Bitcoin-Wale bewegen große Summen nach Coldcard-Chaos

Die Aktivität im Bitcoin-Netzwerk hat in der vergangenen Woche stark zugenommen. Laut Daten von Santiment waren 712.000 Adressen in den letzten sieben Tagen aktiv, was einen Höchststand der letzten drei Monate darstellt.
Auch die Aktivität der Wale erreichte einen Fünf-Monats-Höchststand. In diesem Zeitraum wurden 61.800 Transaktionen im Wert von mehr als $100.000 registriert.
Coldcard-Vorfall treibt Netzwerkaktivität an
Der jüngste Sicherheitsvorfall mit der Coldcard-Hardware-Wallet wird als offensichtlicher Auslöser für den Anstieg der Aktivität angesehen. Berichten zufolge sind die Angriffe Ende Juli auf schwache Schlüssel zurückzuführen, die von betroffenen Geräten generiert wurden. Santiment schätzt die Verluste auf über 2.055 BTC, was etwa $130 Millionen entspricht. Betroffene Nutzer haben daraufhin ihre Gelder umgeschichtet, Wallets konsolidiert und ihre Exposition verringert.
Galaxy Research identifizierte, dass die Token aus 7.300 Adressen in drei bestätigten Angriffswellen gestohlen wurden. Zudem wurden 14 kleinere Sicherheitsvorfälle festgestellt.
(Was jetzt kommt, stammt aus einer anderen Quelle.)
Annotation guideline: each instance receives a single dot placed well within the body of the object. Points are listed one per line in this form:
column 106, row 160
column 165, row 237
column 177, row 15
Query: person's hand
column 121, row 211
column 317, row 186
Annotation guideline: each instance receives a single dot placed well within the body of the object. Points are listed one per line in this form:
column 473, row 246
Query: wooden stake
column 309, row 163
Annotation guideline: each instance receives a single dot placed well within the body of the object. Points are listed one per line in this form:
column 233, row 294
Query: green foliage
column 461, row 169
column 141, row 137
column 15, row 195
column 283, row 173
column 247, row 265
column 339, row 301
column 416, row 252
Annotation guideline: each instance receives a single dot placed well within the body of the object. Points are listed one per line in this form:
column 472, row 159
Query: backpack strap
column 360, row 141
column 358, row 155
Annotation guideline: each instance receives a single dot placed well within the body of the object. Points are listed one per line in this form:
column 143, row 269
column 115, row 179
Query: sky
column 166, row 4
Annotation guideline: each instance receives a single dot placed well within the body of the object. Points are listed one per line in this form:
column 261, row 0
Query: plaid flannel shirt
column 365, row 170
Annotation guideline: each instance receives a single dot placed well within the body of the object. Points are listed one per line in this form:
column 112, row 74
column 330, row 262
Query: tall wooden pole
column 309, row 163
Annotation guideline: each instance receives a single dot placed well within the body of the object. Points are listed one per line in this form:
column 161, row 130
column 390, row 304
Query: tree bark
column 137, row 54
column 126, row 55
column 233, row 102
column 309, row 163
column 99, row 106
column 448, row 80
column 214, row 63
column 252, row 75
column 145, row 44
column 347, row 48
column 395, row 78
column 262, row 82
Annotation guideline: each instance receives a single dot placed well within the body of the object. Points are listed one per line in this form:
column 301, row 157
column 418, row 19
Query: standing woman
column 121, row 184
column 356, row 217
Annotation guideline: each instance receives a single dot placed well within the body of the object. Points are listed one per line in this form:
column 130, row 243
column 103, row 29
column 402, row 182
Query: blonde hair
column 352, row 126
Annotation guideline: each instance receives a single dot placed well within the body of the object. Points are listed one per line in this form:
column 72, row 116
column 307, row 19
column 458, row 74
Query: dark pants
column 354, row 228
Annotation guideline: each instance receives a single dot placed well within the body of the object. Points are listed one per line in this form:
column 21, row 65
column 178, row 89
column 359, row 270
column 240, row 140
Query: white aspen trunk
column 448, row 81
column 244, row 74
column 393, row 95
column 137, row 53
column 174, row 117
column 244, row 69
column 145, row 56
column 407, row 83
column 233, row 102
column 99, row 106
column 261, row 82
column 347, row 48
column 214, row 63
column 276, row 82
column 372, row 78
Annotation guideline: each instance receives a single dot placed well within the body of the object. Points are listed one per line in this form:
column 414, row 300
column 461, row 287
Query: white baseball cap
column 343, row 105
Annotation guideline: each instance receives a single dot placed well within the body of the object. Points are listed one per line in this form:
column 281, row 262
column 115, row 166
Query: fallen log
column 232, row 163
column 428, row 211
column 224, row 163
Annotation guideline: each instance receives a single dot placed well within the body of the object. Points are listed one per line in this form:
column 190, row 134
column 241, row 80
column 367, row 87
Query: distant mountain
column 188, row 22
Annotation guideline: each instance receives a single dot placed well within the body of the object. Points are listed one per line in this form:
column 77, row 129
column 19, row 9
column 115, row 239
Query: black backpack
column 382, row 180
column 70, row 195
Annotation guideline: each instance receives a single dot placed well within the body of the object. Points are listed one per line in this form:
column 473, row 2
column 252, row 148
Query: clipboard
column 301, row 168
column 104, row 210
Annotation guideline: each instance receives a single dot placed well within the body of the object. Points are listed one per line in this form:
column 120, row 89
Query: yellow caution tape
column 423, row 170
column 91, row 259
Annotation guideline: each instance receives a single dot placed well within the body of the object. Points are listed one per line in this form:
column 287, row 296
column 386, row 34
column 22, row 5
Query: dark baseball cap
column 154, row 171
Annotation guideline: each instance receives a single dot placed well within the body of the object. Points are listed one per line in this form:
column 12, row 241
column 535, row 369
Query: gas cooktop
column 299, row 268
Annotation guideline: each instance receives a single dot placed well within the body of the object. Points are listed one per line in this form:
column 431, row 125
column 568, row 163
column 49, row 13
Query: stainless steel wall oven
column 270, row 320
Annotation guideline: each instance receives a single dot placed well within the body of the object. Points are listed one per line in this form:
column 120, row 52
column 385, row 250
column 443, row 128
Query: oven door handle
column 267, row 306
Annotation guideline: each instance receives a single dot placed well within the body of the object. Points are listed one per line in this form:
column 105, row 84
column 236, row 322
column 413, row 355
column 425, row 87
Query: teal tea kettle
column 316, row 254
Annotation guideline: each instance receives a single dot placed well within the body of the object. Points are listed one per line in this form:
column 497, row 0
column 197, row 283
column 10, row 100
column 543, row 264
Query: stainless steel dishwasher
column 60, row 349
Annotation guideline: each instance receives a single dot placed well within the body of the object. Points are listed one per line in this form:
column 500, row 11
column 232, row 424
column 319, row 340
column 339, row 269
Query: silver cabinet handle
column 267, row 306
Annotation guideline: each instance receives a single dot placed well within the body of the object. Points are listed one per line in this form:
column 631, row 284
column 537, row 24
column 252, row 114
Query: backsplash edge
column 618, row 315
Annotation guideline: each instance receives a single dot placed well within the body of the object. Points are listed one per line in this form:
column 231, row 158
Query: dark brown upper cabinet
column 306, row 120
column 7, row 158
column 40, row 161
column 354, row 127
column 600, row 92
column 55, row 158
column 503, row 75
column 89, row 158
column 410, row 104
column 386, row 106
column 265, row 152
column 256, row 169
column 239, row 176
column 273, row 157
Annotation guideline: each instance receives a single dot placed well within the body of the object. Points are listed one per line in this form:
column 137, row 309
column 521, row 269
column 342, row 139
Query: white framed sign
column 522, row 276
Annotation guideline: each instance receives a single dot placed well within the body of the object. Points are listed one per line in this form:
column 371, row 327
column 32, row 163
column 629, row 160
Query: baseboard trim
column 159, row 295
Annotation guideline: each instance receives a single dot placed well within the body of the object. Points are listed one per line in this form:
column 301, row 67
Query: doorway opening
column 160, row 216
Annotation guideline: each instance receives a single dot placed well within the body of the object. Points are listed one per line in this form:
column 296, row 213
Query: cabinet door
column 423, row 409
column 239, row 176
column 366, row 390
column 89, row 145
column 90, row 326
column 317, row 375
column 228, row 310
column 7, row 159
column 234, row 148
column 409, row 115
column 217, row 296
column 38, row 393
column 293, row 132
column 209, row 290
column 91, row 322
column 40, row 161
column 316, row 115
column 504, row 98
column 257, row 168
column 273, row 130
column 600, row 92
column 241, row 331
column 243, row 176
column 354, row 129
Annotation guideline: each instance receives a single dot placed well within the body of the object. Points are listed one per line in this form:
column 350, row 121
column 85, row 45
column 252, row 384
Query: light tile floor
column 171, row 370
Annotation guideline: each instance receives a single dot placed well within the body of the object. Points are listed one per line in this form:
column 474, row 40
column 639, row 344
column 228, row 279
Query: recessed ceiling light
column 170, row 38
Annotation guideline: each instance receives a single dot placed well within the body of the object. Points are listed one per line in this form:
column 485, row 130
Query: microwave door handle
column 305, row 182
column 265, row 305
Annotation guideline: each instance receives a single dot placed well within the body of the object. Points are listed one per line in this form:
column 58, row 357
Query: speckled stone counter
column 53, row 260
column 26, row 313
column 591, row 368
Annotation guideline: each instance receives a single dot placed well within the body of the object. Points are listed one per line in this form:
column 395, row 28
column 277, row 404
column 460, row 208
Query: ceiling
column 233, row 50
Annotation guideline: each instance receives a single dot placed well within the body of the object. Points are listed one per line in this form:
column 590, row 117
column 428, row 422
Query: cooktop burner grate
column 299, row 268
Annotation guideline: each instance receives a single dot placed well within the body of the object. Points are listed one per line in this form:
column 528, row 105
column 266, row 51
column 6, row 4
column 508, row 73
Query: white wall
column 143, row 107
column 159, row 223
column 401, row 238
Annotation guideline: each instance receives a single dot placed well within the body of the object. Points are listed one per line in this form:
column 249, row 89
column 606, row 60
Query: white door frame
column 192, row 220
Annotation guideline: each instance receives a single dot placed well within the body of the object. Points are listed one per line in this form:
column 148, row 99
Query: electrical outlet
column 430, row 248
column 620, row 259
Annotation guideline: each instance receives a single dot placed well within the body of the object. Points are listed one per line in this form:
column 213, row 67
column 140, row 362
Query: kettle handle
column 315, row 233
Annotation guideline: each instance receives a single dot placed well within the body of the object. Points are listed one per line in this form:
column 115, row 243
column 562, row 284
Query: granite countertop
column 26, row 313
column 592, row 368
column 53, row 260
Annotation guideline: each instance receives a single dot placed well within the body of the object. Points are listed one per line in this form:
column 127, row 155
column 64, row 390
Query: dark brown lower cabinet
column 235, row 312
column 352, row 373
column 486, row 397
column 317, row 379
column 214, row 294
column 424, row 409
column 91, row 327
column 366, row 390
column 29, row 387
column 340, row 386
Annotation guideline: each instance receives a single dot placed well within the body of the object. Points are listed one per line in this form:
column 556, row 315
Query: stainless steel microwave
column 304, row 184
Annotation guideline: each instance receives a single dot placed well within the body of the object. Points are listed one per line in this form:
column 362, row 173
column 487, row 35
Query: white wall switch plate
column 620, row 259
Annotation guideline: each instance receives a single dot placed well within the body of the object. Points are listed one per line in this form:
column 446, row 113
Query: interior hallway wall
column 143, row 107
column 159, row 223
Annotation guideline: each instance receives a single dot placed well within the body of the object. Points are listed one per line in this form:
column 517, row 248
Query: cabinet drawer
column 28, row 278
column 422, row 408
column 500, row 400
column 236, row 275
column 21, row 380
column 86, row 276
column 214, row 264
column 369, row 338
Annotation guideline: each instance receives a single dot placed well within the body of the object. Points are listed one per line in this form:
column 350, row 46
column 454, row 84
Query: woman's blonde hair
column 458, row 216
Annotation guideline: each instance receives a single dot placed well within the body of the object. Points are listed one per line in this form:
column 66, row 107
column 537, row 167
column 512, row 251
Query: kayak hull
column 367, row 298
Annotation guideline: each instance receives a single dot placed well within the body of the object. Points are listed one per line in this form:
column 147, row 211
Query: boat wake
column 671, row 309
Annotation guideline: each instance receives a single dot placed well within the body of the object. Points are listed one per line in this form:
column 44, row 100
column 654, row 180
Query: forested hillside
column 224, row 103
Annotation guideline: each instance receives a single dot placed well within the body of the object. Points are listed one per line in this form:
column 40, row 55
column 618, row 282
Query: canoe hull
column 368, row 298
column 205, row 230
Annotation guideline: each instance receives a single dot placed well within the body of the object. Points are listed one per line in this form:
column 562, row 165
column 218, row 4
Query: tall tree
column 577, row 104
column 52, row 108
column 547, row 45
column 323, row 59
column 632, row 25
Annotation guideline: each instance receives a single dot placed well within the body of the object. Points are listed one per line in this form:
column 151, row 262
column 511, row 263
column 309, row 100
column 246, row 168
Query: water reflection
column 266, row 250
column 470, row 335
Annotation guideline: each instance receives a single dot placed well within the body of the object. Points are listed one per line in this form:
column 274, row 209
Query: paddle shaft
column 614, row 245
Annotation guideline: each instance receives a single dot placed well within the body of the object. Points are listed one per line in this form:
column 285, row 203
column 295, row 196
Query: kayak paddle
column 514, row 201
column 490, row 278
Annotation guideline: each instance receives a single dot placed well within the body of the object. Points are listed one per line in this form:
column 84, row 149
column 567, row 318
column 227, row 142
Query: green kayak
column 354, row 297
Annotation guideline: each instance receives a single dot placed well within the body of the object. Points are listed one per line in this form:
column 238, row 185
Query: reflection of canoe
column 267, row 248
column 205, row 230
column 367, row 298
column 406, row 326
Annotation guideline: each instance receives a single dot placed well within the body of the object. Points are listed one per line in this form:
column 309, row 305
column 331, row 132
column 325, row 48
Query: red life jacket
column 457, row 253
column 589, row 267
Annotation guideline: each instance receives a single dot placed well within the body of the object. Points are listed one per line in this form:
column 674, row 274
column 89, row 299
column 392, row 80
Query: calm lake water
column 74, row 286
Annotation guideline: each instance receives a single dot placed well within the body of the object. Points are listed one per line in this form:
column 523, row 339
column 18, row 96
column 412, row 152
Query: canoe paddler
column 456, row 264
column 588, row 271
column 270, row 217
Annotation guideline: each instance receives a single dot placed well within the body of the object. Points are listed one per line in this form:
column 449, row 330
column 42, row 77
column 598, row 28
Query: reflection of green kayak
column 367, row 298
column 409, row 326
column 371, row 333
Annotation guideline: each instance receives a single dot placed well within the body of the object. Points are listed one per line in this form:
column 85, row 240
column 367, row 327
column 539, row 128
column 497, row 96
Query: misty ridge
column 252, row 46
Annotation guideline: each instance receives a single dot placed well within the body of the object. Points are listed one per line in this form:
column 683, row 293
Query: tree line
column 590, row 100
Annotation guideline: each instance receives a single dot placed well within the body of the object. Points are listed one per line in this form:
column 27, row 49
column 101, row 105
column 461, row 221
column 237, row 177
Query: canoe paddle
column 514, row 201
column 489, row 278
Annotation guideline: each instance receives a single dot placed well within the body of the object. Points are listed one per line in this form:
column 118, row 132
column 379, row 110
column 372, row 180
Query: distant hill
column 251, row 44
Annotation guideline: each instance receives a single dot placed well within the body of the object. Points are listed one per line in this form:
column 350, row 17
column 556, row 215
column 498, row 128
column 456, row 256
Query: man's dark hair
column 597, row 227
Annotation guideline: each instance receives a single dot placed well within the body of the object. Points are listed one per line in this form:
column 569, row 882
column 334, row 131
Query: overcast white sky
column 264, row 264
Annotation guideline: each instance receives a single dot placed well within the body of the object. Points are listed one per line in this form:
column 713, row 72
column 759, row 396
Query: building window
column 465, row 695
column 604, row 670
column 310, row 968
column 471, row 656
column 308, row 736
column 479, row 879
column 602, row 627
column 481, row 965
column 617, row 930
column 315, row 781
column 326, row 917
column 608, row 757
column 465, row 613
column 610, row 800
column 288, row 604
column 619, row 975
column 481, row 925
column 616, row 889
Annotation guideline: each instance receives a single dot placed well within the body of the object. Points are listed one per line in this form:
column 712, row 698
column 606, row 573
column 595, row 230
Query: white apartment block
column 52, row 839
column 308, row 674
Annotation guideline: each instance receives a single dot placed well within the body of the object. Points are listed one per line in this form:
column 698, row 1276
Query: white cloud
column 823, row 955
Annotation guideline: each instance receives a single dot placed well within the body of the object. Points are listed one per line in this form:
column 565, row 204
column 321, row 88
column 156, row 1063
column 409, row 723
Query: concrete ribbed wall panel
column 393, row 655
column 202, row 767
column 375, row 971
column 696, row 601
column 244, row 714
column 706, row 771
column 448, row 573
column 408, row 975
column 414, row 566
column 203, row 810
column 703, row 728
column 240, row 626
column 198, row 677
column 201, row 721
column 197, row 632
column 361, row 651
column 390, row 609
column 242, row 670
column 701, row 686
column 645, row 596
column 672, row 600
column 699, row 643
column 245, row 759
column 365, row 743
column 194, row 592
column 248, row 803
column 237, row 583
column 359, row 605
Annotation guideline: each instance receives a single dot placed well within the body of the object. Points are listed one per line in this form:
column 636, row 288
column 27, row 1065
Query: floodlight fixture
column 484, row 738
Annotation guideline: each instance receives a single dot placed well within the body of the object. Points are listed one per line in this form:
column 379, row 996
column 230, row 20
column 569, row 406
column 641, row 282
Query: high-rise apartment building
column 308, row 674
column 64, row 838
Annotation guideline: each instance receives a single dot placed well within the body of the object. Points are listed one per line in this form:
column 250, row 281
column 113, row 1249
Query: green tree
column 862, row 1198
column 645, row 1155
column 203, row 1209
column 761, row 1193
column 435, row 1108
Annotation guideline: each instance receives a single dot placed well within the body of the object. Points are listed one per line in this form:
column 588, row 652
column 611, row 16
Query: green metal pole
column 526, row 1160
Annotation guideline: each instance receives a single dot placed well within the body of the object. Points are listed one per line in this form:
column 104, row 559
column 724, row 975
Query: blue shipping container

Die Exploits stehen im Zusammenhang mit einem Problem, das Seeds betrifft, die auf den Coldcard Mk3, Mk4, Mk5 und Coldcard Q Firmware-Versionen von Coinkite generiert wurden.
Coinkite veröffentlichte daraufhin Notfall-Firmware-Updates für alle betroffenen Modelle und bestätigte die Vernichtung des verbleibenden anfälligen Bestands. Das Problem wurde am 30. Juli öffentlich bekannt. Die Vorfälle schienen automatisierte, programmatische Sweeps zu beinhalten, möglicherweise mit Unterstützung von großen Sprachmodellen.
Galaxy Research vermutet, dass die Verluste höher sein könnten, falls eine potenzielle vierte Angriffswelle bestätigt wird. Eine spezifische Bestätigung von Opfern wurde jedoch nicht erhalten.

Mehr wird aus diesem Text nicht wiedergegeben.